A 48-year-old woman was admitted to our hospital due to abdominal pain and distension for one month, diarrhea for three weeks, and urological symptoms including dysuria, frequency and urgency for one week. Watery stools were 3-5 times a day, without blood. She complained of associated fever with a maximum temperature of 39℃. She also reported with obvious weight loss of a month duration.
Laboratory findings on admission revealed the following: hemoglobin 97g/L (normal range, 115~150 g/L); white blood cells(WBC) 7.47×109/L (normal range, 3.5~9.5×109/L) with 83.5% neutrophils (normal range, 40%~75%) and lymphocytes 9.6% (normal range, 20%~50%); C-reactive protein 118mg/L (normal range, <8.20mg/L). Routine stool test showed yellow, mushy, occult blood ±. Urinalysis showed red blood cells of 199/hpf and WBC of 10/hpf (normal range, 0~2/hpf). Serum neuron specific enolase was 27.20ng/ml (normal range, <16.3ng/ml) and carbohydrate antigen 125 was 52.80U/ml (normal range, <35ng/ml). Patient tested negative for HIV.
Initially, the patient underwent an abdominal MRI (Fig 1, 2). It demonstrated that varied thickening wall of entire small bowel, part of colon, and rectum with iso or hypo-intensity on T2WI, reduced diffusion on DWI, whereas low signal intensity on ADC map, and markedly homogeneous enhancement. In order to make a comprehensive assessment, a whole-body PET/CT (Fig 1, 2) was performed. The maximum intensity projection (MIP) showed the intestine in the left side of abdomen and pelvic cavity with diffuse increased FDG-activity, the spleen (SUVmax 4.8~5.3) and skeleton (SUVmax 7.6~8.8) were also with diffuse FDG-avid. The coronal CT and fused PET/CT revealed diffuse wall thickening of entire small bowel, part of colon and rectum with increased FDG-uptake (SUVmax 4.0~10.2), obviously in the proximal jejunum that showed a thick-walled prominent dilated loop with an air-fluid level. There were some swollen mesenteric lymph nodes with increased FDG-uptake (SUVmax 3.3~5.7). Multiple low-density lesions were FDG-avid (SUVmax 4.4~8.8) in the liver.

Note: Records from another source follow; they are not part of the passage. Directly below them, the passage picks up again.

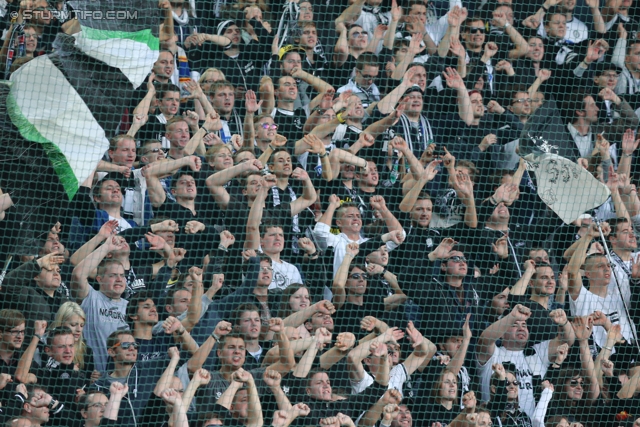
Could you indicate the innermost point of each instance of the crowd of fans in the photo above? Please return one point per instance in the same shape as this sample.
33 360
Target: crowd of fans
315 214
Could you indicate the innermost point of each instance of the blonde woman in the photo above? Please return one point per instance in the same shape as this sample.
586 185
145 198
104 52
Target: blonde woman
209 77
73 317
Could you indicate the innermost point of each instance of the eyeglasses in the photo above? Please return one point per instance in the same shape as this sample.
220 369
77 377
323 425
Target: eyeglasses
154 150
98 405
127 345
367 76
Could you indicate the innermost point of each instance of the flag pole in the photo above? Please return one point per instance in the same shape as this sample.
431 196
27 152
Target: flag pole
615 277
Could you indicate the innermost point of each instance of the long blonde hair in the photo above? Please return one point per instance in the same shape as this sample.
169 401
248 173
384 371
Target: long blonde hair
64 313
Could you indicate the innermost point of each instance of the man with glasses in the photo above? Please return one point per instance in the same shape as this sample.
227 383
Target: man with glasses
363 84
12 328
223 99
35 288
291 65
529 361
540 279
597 297
140 377
290 120
57 371
105 309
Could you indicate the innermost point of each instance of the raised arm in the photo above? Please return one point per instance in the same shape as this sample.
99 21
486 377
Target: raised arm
255 214
157 195
24 364
583 328
454 81
164 382
487 341
309 195
340 280
520 288
79 277
423 349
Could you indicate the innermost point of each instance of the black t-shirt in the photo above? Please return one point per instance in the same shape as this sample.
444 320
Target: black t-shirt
179 213
153 129
290 124
541 327
61 381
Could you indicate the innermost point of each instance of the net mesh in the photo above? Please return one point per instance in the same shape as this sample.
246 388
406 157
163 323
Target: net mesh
319 213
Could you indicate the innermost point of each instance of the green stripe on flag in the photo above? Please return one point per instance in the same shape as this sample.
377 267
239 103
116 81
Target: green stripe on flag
145 37
58 160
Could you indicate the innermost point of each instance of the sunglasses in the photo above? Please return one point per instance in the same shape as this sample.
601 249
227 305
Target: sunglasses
127 345
575 383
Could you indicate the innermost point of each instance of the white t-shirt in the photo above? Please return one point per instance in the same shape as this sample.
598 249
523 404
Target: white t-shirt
284 274
104 316
527 366
611 305
397 377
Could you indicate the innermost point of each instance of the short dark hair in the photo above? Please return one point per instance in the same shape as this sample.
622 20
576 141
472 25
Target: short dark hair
114 337
135 301
113 142
9 319
106 263
367 59
179 174
220 84
267 224
57 332
242 308
276 151
541 265
165 88
230 335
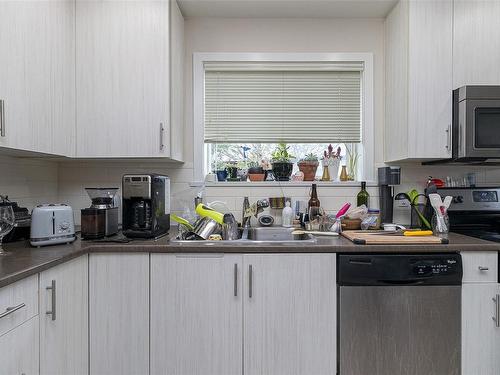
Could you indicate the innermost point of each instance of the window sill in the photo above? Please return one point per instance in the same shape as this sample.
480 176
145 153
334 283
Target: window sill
247 184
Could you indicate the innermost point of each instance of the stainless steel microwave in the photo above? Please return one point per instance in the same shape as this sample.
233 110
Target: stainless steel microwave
476 123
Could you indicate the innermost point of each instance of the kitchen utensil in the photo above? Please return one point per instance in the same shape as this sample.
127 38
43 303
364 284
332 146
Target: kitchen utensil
316 233
407 233
266 220
366 238
447 201
393 227
205 211
229 228
7 222
182 221
205 227
343 210
52 224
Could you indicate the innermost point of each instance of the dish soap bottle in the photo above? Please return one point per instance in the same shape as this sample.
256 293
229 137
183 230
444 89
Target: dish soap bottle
287 215
363 196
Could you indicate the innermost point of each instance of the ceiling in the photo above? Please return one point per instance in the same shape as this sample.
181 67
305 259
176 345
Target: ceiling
287 8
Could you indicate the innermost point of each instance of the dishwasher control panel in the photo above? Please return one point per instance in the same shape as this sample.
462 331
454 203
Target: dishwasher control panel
400 269
428 267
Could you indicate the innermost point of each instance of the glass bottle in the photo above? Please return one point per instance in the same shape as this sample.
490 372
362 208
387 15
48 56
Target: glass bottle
363 196
314 201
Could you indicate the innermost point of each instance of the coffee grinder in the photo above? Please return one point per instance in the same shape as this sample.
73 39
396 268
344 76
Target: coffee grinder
146 205
387 178
101 218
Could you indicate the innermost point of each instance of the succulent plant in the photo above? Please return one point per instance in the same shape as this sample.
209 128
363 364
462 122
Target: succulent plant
281 154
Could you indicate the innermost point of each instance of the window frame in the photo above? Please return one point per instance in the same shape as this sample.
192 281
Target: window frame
367 170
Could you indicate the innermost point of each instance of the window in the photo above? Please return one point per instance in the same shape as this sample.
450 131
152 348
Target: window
250 103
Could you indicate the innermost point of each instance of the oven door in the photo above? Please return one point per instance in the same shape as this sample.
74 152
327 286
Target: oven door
479 129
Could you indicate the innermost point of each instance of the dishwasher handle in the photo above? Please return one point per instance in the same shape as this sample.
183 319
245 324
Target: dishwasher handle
404 282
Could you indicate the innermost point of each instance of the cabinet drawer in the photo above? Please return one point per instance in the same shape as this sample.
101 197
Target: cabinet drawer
480 266
18 303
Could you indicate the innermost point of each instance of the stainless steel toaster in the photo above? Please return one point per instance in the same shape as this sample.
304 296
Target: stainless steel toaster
52 224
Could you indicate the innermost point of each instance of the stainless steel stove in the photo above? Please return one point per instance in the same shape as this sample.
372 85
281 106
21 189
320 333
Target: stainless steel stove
475 211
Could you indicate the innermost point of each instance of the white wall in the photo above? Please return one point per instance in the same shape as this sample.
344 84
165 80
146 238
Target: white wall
38 181
28 181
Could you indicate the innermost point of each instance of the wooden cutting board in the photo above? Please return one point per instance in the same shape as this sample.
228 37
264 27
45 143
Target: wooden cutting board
367 238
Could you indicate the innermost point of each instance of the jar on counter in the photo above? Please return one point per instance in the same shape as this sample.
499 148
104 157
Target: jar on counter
372 220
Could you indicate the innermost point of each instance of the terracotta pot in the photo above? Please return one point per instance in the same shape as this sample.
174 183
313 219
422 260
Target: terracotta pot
282 171
309 169
257 176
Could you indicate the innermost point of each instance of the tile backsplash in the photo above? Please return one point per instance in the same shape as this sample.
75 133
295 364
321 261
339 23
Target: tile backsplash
34 181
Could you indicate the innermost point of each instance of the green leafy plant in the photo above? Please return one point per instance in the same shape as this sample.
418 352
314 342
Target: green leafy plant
219 165
310 158
281 154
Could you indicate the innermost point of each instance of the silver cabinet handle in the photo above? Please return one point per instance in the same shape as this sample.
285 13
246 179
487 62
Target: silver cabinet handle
52 288
162 130
236 279
10 310
448 137
496 318
250 281
2 119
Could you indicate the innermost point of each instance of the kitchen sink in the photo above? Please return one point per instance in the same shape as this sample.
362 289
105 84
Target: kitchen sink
261 235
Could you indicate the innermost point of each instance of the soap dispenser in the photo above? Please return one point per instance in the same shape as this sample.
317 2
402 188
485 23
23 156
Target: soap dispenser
287 215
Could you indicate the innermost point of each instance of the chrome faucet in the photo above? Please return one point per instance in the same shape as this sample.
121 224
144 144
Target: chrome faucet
250 210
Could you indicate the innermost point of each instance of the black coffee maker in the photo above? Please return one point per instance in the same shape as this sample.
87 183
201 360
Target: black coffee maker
146 205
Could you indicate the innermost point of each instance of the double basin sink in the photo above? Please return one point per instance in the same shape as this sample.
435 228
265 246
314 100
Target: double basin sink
262 235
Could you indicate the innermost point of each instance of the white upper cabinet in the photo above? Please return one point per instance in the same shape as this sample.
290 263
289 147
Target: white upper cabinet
37 83
176 83
476 43
418 80
122 78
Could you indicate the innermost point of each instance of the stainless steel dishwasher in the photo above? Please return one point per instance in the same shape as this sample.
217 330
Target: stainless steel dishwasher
399 314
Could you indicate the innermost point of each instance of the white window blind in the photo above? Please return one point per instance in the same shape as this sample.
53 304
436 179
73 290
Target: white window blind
293 103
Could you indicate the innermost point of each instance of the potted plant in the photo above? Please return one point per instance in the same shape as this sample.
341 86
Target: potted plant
281 161
232 170
256 172
309 165
220 170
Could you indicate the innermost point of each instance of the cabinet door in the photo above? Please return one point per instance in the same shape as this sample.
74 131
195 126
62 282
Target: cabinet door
19 349
476 43
37 82
430 79
196 314
176 82
480 335
119 313
289 314
122 81
64 332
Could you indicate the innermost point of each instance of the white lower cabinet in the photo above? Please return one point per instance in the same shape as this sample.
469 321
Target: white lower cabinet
64 319
233 314
196 314
19 349
480 330
290 314
119 313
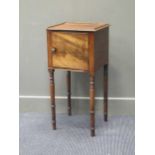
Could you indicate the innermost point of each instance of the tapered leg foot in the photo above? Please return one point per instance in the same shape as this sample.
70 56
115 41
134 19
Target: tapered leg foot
92 106
105 92
69 92
52 91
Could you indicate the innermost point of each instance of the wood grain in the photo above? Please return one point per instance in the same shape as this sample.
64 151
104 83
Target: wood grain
71 50
52 91
101 39
69 93
92 105
88 27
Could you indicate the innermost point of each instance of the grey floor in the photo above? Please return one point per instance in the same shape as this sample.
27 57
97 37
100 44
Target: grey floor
72 137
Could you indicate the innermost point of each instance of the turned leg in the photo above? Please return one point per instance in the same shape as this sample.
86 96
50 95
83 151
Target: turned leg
69 92
52 91
105 82
92 105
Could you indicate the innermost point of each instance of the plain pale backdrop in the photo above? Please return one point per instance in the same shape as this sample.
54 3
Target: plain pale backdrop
37 15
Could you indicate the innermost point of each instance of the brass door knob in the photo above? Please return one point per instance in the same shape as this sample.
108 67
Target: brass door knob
53 50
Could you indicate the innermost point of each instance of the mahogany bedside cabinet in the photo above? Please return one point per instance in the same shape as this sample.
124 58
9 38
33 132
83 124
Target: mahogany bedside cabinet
80 47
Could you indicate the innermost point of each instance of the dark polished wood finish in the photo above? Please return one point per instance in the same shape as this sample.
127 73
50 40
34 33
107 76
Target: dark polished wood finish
69 92
80 47
105 92
92 105
52 90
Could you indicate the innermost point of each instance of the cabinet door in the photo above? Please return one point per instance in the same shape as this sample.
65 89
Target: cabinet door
69 50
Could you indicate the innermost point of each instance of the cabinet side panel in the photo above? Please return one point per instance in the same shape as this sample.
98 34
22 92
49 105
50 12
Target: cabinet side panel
101 47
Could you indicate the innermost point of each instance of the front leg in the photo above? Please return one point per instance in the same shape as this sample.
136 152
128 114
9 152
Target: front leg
52 92
69 92
92 105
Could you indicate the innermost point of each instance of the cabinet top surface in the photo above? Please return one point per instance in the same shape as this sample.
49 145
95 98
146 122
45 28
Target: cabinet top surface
67 26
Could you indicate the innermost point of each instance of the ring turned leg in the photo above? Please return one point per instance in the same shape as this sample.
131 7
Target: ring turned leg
105 82
92 106
52 91
69 92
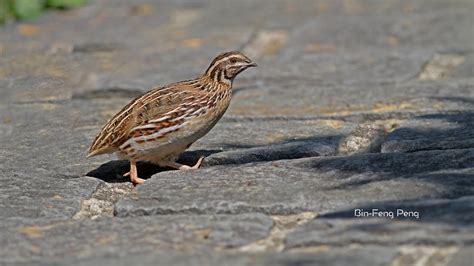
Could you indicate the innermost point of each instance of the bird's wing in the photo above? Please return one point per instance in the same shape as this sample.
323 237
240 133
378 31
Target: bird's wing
159 109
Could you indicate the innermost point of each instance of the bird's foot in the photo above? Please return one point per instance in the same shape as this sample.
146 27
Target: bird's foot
134 174
179 166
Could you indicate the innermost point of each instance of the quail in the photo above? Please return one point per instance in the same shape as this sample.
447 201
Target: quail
160 124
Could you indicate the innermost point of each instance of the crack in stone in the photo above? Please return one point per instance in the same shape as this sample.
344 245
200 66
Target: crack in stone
367 137
283 224
103 199
423 255
440 66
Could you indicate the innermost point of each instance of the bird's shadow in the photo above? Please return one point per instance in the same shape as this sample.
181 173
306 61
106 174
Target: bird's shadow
113 171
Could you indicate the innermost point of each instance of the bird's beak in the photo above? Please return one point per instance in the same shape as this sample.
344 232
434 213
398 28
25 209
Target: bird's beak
251 64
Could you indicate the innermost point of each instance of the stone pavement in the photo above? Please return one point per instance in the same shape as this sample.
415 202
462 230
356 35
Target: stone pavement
355 105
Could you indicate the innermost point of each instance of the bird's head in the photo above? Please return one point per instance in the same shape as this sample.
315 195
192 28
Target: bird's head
226 66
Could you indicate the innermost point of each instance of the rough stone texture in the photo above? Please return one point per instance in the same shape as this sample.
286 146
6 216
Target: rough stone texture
321 185
432 132
355 105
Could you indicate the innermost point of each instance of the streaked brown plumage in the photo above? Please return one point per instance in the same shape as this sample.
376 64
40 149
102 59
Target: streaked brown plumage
160 124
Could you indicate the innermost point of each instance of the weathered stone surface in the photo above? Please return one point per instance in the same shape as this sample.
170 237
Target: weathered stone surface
432 132
324 256
331 75
106 237
314 184
439 222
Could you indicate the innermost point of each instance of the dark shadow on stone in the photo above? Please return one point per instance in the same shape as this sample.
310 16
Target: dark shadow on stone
113 171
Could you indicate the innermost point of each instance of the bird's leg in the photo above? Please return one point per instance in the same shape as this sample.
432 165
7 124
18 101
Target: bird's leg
179 166
134 173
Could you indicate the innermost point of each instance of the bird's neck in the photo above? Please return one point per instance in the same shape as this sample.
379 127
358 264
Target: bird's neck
213 85
218 75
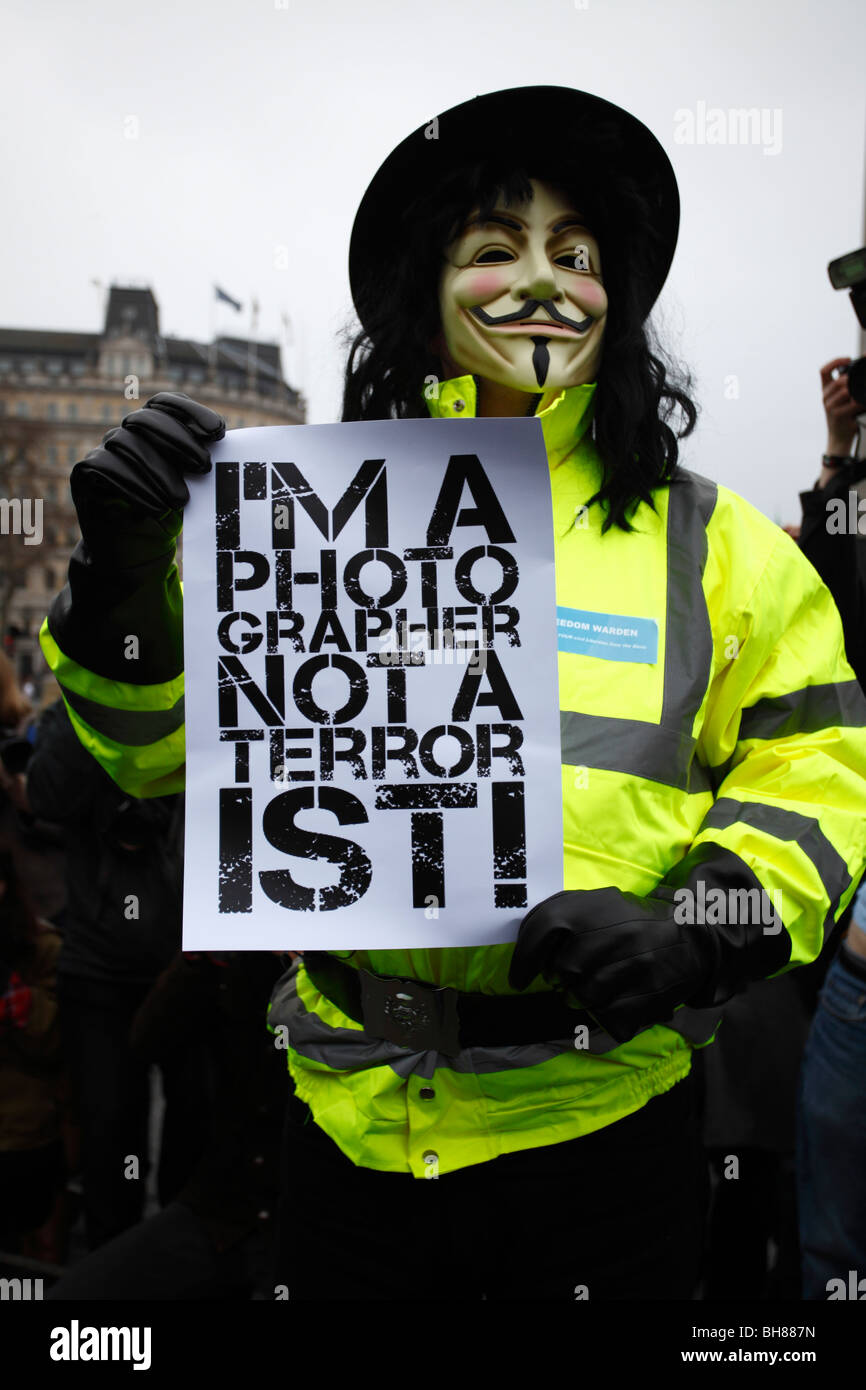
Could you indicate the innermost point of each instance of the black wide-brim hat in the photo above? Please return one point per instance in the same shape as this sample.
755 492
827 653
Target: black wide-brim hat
520 127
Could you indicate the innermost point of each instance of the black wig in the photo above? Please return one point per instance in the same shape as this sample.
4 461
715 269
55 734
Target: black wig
638 388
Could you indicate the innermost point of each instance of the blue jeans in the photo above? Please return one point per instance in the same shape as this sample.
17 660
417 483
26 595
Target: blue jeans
831 1134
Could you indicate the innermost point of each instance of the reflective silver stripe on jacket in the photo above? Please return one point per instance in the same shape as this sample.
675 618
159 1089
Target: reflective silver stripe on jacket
663 752
131 727
788 824
808 710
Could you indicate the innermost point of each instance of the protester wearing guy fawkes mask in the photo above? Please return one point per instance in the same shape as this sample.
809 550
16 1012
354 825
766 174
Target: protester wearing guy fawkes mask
503 262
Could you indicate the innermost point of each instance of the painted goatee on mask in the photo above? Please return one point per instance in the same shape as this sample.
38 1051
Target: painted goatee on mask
521 299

Given the high suspicion for malignancy, the patient underwent gastrointestinal endoscopes and histopathology. The results showed extensive ulcerations in the gut (Fig 3), and the result of biopsy pathology were suggestive of MEITL (Fig 3). The lymphoma cells are small to medium-sized, and monomorphic, expressing characteristically CD3, CD8, CD56 and so on, Ki-67 value of this patient was around 40%. Bone marrow biopsy demonstrated no evidence of lymphoma involvement.
MEITL is a primary intestinal T-cell lymphoma caused because of malignant proliferation of intraepithelial lymphocytes[2]. The most common site is small bowel, followed by large bowel, stomach, with frequent involvement of mesenteric and para-aortic or iliac lymph nodes. It can spread to lung (lesions are often accompanied with necrosis), liver, prostatic and central nervous system[2-5]. The SUVmax of all lesions in our case varied from 3.3 to 10.2, which was similar to Chan’s report[1]. On PET/CT, MEITL needs to be differentiated from EATL and some aggressive B-cell lymphomas. EATL occurs as hypermetabolic lesions with high SUVmax, against a background of diffuse FDG accumulation of mild SUVmax evolving from refractory coeliac disease[5]. The SUVmax in B-cell lymphoma were generally obviously higher than those of MEITL[6]. Unfortunately, the prognosis of MEITL is extremely poor with a reported median survival of only seven months and one-year overall survival is only 36%[7], which is mostly due to late diagnosis and lack of targeted therapy. This patient died 3 months after she was diagnosed with MEITL.